En muchas regiones del mundo —incluido México— los acuíferos están siendo sobreexplotados a un ritmo alarmante. En el Valle de México, por ejemplo, se extrae más agua subterránea de la que se recarga naturalmente, provocando hundimientos del suelo y escasez crónica. A la sobreextracción se suma la contaminación: ríos y lagos se convierten en vertederos industriales y agrícolas, mientras el cambio climático altera los patrones de lluvia, haciendo más frecuentes las sequías prolongadas. El agua no solo sostiene la vida, sino la economía. Sin agua no hay alimentos, energía ni industria. Cuando escasea, se paraliza la producción y se multiplican los conflictos sociales.
SUELO Y AGRICULTURA: LA BASE QUE SE EROSIONA
El suelo fértil es el soporte silencioso de la civilización. En apenas 30 centímetros de espesor se produce el 95 % de los alimentos que consumimos. Sin embargo, ese recurso se forma lentamente, a razón de milímetros por siglo, mientras lo destruimos a gran velocidad. La agricultura intensiva, la deforestación y el uso indiscriminado de agroquímicos han degradado un tercio de los suelos del planeta. La erosión elimina nutrientes, reduce la productividad y obliga a usar más fertilizantes, lo que a su vez contamina el agua y emite gases de efecto invernadero. Es un círculo vicioso que combina crisis ambiental y económica.
Cuando el suelo pierde vida, el campo se vuelve dependiente de insumos externos, aumenta el costo de producción y disminuye la resiliencia frente al cambio climático. Restaurar un suelo degradado puede tardar décadas; perderlo, solo unos años. Sin suelo sano no hay agricultura sostenible, y sin agricultura, el crecimiento económico se desmorona.
BIODIVERSIDAD EN RETROCESO: EL CAPITAL NATURAL QUE SE ESFUMA
La biodiversidad es la infraestructura invisible que mantiene la vida. Polinizadores, bosques, océanos, insectos y microorganismos trabajan gratuitamente para sostener sistemas agrícolas, purificar el aire, regular el clima y mantener el equilibrio del planeta. Sin embargo, la presión humana ha causado una extinción masiva: un millón de especies están hoy en peligro de desaparecer. Cada especie extinta implica la pérdida de funciones ecológicas esenciales. Menos polinizadores significan menos cultivos; menos bosques implican menos captura de carbono y más emisiones; menos peces afectan la seguridad alimentaria de millones. Además, cada especie perdida es una biblioteca genética que se cierra para siempre: una posible medicina, material o tecnología natural que jamás conoceremos.
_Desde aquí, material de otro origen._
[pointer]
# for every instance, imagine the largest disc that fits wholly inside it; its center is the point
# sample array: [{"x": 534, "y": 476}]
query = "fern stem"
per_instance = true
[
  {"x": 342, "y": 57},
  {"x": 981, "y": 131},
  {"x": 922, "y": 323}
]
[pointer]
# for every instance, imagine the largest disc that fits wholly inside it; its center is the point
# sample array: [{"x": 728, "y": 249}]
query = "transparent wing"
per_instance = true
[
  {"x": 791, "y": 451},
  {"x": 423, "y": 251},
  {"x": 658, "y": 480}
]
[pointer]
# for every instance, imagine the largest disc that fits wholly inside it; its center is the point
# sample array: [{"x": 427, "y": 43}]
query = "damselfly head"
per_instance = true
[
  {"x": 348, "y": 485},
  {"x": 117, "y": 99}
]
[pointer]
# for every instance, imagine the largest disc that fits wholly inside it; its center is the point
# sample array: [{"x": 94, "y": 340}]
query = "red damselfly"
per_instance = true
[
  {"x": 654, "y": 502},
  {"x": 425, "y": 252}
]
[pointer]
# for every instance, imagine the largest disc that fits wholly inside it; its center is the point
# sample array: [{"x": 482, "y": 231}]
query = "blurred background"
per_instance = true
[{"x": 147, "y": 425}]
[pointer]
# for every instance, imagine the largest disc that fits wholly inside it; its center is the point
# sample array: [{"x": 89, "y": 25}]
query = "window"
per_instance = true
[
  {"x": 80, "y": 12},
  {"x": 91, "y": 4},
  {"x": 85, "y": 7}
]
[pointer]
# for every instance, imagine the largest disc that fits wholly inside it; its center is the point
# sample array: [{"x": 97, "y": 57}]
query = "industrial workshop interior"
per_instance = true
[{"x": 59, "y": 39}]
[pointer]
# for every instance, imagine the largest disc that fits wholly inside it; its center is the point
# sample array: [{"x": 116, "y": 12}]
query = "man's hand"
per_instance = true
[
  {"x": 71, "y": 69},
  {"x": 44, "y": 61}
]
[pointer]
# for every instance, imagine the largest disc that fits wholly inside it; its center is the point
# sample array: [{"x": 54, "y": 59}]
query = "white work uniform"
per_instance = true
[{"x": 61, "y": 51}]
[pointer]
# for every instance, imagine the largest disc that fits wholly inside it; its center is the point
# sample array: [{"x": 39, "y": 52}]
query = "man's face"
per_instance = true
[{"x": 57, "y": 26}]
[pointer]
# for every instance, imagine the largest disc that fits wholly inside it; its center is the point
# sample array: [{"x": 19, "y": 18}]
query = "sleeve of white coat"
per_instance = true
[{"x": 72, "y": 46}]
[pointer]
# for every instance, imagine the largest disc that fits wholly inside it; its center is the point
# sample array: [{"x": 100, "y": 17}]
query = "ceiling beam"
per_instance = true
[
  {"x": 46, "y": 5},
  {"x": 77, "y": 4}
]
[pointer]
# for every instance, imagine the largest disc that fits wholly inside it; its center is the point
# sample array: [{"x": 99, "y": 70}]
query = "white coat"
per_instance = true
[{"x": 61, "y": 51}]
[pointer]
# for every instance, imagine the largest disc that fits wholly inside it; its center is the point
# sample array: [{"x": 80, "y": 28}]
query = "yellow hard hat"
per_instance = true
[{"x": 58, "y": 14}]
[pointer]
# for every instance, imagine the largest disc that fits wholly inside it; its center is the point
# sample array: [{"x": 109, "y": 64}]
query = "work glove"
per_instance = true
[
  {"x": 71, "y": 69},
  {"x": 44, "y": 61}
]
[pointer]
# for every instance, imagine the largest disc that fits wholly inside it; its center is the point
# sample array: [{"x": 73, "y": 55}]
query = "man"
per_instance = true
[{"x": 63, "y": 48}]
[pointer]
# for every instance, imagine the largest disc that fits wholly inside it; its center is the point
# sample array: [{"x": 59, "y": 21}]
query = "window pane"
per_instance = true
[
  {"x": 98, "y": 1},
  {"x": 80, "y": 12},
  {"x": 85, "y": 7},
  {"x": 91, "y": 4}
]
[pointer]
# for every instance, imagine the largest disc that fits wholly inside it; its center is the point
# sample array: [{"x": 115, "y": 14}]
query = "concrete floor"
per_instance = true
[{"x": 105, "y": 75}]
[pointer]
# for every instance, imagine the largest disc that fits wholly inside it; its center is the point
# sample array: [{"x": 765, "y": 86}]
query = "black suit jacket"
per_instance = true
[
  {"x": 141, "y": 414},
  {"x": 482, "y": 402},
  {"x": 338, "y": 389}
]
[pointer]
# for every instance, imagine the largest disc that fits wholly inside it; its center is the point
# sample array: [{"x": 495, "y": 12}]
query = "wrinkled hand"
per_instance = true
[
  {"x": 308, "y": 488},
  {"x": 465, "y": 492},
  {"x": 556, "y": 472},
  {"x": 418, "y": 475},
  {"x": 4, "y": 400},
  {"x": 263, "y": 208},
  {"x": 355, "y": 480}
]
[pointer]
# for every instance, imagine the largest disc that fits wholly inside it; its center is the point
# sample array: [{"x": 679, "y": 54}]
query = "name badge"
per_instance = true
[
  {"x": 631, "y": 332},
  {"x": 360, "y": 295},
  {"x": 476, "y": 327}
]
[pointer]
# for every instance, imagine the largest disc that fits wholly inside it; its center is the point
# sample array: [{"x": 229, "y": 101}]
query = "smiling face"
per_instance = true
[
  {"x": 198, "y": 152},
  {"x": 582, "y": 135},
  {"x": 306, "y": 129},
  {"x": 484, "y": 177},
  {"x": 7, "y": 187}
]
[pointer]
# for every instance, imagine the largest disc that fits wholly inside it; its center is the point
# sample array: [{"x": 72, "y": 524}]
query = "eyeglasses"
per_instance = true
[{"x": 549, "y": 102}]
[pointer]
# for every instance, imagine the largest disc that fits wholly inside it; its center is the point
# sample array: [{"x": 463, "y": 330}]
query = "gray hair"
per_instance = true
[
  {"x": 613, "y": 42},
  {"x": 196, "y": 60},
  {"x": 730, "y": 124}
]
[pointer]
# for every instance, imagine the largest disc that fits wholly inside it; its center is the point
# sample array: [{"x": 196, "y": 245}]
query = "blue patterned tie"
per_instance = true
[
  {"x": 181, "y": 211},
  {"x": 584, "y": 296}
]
La biodiversidad no es un lujo estético ni una causa romántica: es la base de toda economía. Su destrucción es, en esencia, una pérdida de capital.
EL DESAFÍO: CAMBIAR EL RUMBO ANTES DEL COLAPSO
Los límites del crecimiento no son un eslogan pesimista, sino un hecho físico. Agua, aire, suelo y biodiversidad conforman la infraestructura natural que sostiene la economía. Destruirla equivale a desmantelar los cimientos de nuestra propia casa. La transición hacia un modelo sostenible no es opcional: es una condición de supervivencia. Debemos reemplazar el crecimiento ciego por un desarrollo inteligente, medido en bienestar humano y no solo en cifras del producto interno bruto. Ello implica reducir el consumo innecesario, transformar los sistemas energéticos, invertir en restauración ecológica y fomentar una economía circular basada en la eficiencia y la regeneración.
El futuro dependerá de si entendemos que el progreso no consiste en crecer sin fin, sino en aprender a vivir dentro de los límites del planeta. Aún hay tiempo, pero no mucho. Cada década que pasa sin acción reduce las opciones del mañana. El dilema es claro: o cambiamos voluntariamente el rumbo, o la naturaleza lo hará por nosotros, y su ajuste será mucho más severo.